Tableau + Spark + Cassandra
Note: This blog post was written targeting DSE 4.8 which included Apache Spark™ 1.4.1. Please refer to the DataStax documentation for your specific version of DSE if different.
This tutorial explains how to create a simple Tableau Software dashboard based on Cassandra data. The tutorial uses the Spark ODBC driver to integrate Cassandra and Apache Spark. Data and step-by-step instructions for installation and setup of the demo are provided.
1/ Apache Cassandra and DataStax Enterprise
First you need to install a Cassandra cluster and an Apache Spark™ cluster connected with the DataStax Spark Cassandra connector. A very simple way to do that is to use DataStax Enterprise (DSE), it’s free for development or test and it contains Apache Cassandra and Apache Spark already linked.
You can download DataStax Enterprise from https://academy.datastax.com/downloads and find installation instructions here http://docs.datastax.com/en/getting_started/doc/getting_started/installDSE.html.
After the installation is complete, start your DSE Cassandra cluster (it can be a single node) with Apache Spark™ enabled with the command line “dse cassandra -k”.
2/ Spark Thrift JDBC/ODBC Server
The Spark SQL Thrift server is a JDBC/ODBC server allowing JDBC and ODBC interfaces for client connections like Tableau to Spark (and then to Cassandra). See here for more details http://docs.datastax.com/en/datastax_enterprise/4.8/datastax_enterprise/spark/sparkSqlThriftServer.html.
Start the Spark Thrift JDBC/ODBC server with the command line “dse start-spark-sql-thriftserver”.
The IP address is the address of your Spark Master node. You may need to replace 127.0.0.1 with your instance IP address if you are not running Spark cluster or DSE locally. With DSE, you can run the command “dsetool sparkmaster” to find your Spark Master node IP.
Note that to connect Tableau Software to Apache Cassandra we would have been able to connect directly via the DataStax ODBC driver. But in this case all computations, joins, aggregates are done on the client side, so it’s not efficient and risky for large dataset. On the contrary, with Spark jobs everything is done on the server side and on a distributed manner.
3/ Demo Data
Create the 3 demo tables, you can find all data and the script to create CQL schemas and to load tables here : https://drive.google.com/drive/u/1/folders/0BwpBQmtj50DFaU5jWTJtM1pleUU.
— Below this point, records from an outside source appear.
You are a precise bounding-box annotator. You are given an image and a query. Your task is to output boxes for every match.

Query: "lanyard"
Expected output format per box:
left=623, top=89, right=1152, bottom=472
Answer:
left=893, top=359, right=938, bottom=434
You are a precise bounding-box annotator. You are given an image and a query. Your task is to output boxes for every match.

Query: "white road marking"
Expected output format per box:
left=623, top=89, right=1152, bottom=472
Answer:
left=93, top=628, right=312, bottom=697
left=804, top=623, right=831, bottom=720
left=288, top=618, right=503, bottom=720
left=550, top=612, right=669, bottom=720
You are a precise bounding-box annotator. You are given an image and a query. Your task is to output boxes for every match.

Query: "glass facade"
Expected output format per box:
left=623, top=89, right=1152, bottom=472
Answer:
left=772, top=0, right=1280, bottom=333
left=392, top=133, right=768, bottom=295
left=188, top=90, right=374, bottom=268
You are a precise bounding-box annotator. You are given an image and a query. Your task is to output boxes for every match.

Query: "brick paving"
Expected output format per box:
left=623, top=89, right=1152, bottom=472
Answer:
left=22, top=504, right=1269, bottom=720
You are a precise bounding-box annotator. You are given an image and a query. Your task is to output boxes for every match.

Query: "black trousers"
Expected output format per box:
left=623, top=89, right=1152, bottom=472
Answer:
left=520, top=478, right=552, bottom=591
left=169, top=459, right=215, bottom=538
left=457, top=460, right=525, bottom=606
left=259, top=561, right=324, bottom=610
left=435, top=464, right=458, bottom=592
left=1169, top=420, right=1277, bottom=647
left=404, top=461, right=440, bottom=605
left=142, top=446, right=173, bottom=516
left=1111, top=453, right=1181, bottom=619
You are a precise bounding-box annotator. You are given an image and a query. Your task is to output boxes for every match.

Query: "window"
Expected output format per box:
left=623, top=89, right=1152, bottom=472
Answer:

When you have downloaded everything, run the script “ScriptCQL.sh” to create schemas and load data (cqlsh must be in your path or download everything into the cqlsh directory). A keyspace named ks_music with 3 tables albums, performers, countries is created.
4/ ODBC Driver
Download and install the Databricks ODBC driver for Spark from https://databricks.com/spark/odbc-driver-download or from https://academy.datastax.com/downloads/download-drivers.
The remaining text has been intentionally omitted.